Rather, he explained, they are investigating his customers.

Karras said ATF agents threatened to close him down if he didn’t comply with their demands to turn over the names of roughly 5,000 customers who purchased a specific 80 percent lower receiver used for building an AR-15 rifle.

The part is used as the base of the rifle.

It is legal in the state of California to build an AR-15 that has no serial number, but only if the base meets the ATF’s exact specifications, KSWB-TV notes.

And here’s Karras’ problem: His store was selling a receiver the ATF claims is illegal.

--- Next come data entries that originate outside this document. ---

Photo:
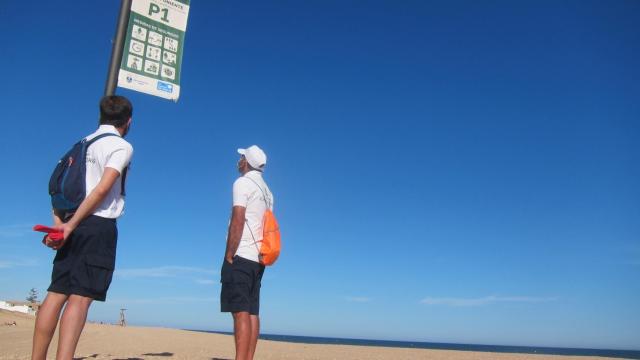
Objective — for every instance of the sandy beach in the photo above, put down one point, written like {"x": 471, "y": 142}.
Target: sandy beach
{"x": 100, "y": 341}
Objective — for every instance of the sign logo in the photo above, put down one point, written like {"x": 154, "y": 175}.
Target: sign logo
{"x": 165, "y": 87}
{"x": 152, "y": 52}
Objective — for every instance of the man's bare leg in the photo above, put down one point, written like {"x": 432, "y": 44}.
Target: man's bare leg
{"x": 71, "y": 325}
{"x": 46, "y": 322}
{"x": 242, "y": 334}
{"x": 255, "y": 332}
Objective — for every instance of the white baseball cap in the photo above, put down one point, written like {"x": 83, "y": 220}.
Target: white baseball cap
{"x": 255, "y": 156}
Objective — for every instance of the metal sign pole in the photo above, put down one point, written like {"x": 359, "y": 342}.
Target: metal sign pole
{"x": 116, "y": 51}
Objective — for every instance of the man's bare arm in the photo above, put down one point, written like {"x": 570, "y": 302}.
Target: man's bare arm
{"x": 90, "y": 203}
{"x": 236, "y": 226}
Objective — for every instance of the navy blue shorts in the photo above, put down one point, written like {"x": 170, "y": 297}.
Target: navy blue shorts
{"x": 241, "y": 283}
{"x": 84, "y": 265}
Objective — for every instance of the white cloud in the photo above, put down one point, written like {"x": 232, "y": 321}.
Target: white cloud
{"x": 15, "y": 231}
{"x": 8, "y": 264}
{"x": 206, "y": 281}
{"x": 360, "y": 299}
{"x": 163, "y": 272}
{"x": 166, "y": 300}
{"x": 487, "y": 300}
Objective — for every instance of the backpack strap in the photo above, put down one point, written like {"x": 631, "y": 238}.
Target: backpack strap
{"x": 264, "y": 195}
{"x": 87, "y": 143}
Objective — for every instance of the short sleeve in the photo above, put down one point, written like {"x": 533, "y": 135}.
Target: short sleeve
{"x": 240, "y": 193}
{"x": 120, "y": 158}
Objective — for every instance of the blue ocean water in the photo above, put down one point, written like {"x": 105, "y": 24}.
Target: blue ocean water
{"x": 623, "y": 354}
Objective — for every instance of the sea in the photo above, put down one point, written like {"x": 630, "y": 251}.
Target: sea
{"x": 622, "y": 354}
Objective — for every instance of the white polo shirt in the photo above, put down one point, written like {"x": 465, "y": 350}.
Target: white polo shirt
{"x": 247, "y": 194}
{"x": 113, "y": 152}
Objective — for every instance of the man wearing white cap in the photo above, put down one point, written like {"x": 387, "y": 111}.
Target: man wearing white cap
{"x": 241, "y": 269}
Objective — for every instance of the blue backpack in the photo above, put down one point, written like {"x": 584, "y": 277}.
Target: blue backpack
{"x": 67, "y": 185}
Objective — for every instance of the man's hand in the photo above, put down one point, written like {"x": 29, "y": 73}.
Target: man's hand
{"x": 236, "y": 225}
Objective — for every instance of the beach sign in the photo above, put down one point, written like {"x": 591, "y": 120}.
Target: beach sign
{"x": 152, "y": 53}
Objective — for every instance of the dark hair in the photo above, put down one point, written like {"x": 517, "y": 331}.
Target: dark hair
{"x": 115, "y": 110}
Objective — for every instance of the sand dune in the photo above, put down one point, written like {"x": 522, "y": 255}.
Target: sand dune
{"x": 113, "y": 342}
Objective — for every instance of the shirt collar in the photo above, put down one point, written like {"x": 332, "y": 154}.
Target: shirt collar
{"x": 108, "y": 129}
{"x": 253, "y": 173}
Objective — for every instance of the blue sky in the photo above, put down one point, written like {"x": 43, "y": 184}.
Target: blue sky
{"x": 443, "y": 171}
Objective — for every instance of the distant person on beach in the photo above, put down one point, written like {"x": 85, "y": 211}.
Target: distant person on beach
{"x": 241, "y": 269}
{"x": 85, "y": 258}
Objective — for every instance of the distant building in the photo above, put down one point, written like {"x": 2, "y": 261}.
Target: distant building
{"x": 20, "y": 306}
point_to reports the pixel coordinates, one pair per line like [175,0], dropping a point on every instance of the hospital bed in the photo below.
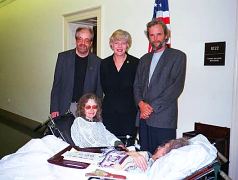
[32,161]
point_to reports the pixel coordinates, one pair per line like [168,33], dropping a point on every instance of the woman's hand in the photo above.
[139,159]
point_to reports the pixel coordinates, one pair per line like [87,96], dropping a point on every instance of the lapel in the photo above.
[159,66]
[147,70]
[89,71]
[71,69]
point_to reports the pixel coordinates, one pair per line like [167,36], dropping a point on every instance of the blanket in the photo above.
[30,162]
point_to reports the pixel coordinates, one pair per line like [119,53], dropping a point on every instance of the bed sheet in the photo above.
[30,162]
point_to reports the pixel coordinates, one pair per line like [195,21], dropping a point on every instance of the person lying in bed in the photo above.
[143,163]
[87,129]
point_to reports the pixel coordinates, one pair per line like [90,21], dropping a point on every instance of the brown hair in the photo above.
[80,112]
[121,35]
[84,28]
[154,22]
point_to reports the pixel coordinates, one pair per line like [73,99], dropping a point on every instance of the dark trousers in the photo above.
[152,137]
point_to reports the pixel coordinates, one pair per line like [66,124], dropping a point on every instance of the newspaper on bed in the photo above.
[81,156]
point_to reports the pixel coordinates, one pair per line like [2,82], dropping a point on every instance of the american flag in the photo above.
[161,11]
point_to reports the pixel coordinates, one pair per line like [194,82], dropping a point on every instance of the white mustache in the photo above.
[160,45]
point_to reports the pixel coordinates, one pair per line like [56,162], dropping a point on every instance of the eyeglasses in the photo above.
[91,107]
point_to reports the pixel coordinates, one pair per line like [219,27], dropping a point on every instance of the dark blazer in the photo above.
[166,85]
[118,86]
[62,89]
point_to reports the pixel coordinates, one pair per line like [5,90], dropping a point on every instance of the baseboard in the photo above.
[19,123]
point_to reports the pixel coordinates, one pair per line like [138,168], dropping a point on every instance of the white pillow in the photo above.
[182,162]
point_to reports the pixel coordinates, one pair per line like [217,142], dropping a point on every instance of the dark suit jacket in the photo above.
[166,85]
[62,89]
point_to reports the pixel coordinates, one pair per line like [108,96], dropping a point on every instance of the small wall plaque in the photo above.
[214,54]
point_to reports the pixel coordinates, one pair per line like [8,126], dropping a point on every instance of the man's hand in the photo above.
[54,114]
[145,110]
[139,159]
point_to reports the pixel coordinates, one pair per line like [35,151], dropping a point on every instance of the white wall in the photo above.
[31,35]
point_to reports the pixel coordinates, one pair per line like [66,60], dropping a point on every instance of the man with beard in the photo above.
[158,83]
[77,72]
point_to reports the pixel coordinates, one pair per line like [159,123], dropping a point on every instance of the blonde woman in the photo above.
[117,73]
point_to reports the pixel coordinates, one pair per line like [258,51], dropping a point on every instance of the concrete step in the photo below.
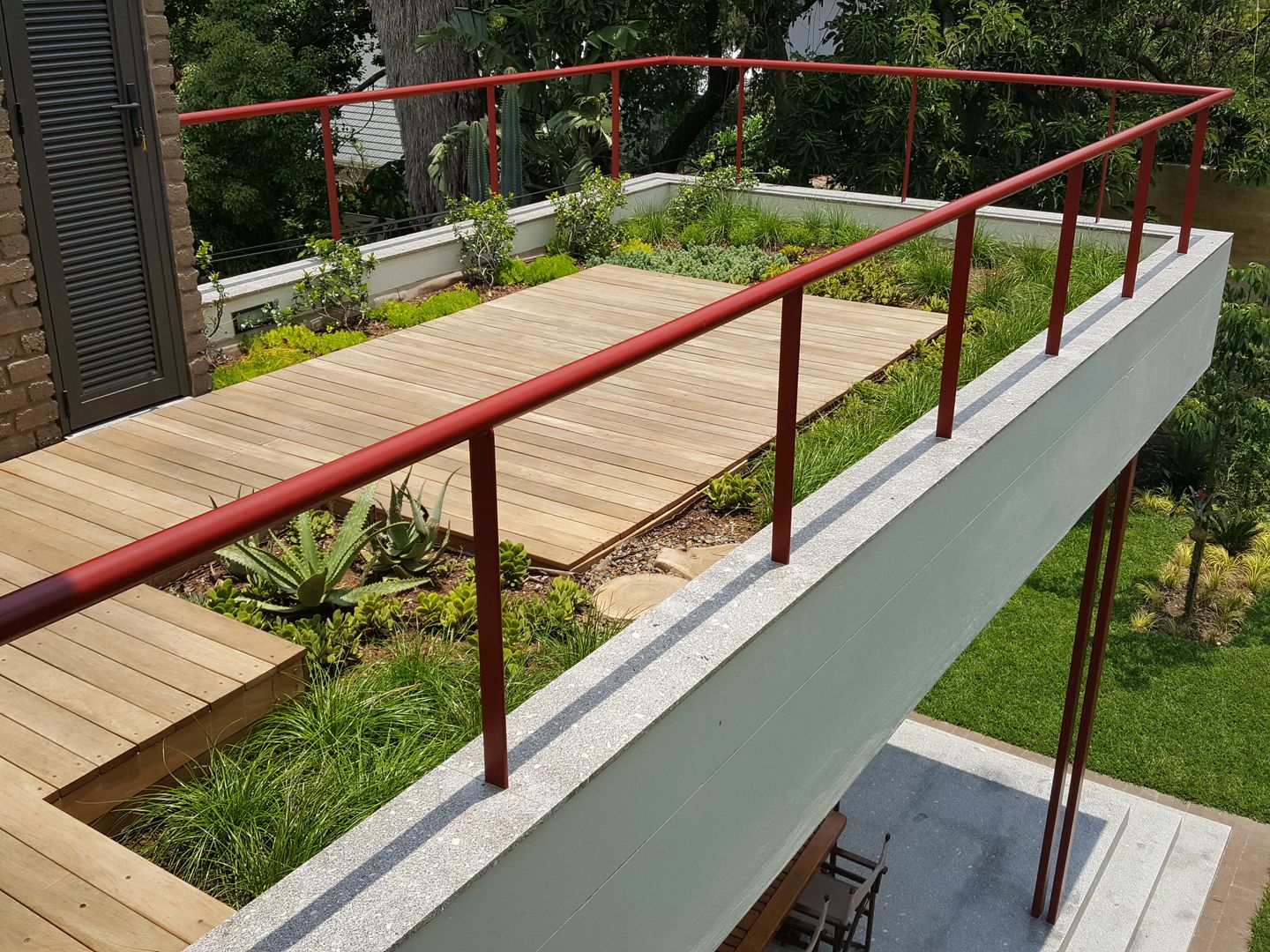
[1175,906]
[1110,911]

Instead of metal, Ares Armor carried a certain brand of receiver that is made from plastic. It also has markings on it to show gun owners exactly where to drill.

The ATF is not happy.

Ares Armor was one of several stores to receive a letter from federal agents demanding they turn over the non-compliant product and the names of the customers who bought them.

“They said either give us these 5,000 names or we are coming in and taking pretty much anything – which is a huge privacy concern and something we are not willing to do,” Karras told KSWB-TV.

Karras explained he has no problem turning over his inventory to the ATF. In fact, his lawyer has already told ATF agents they can come by any time to pick up the receivers.

Karras’ issue is the demand to turn over the names of his customers.

“They were going to search all of our facilities and confiscate our computer and pretty much shut our business down,” he said.  “The government invades our privacy on a daily basis and everyone thinks it's okay. This is one of those situations where hopefully the governmental institutions will come in say, 'This is protected and no you’re not taking it from them.'”

Knowing what was coming, Karras got ahead of the ATF and filed a temporary restraining order against them. This means that the ATF can’t confiscate any of the Karras’ property.

The ATF has a window of opportunity to respond to Karras. If the two don’t reach an agreement soon, they will both meet in court for a preliminary hearing on March 20.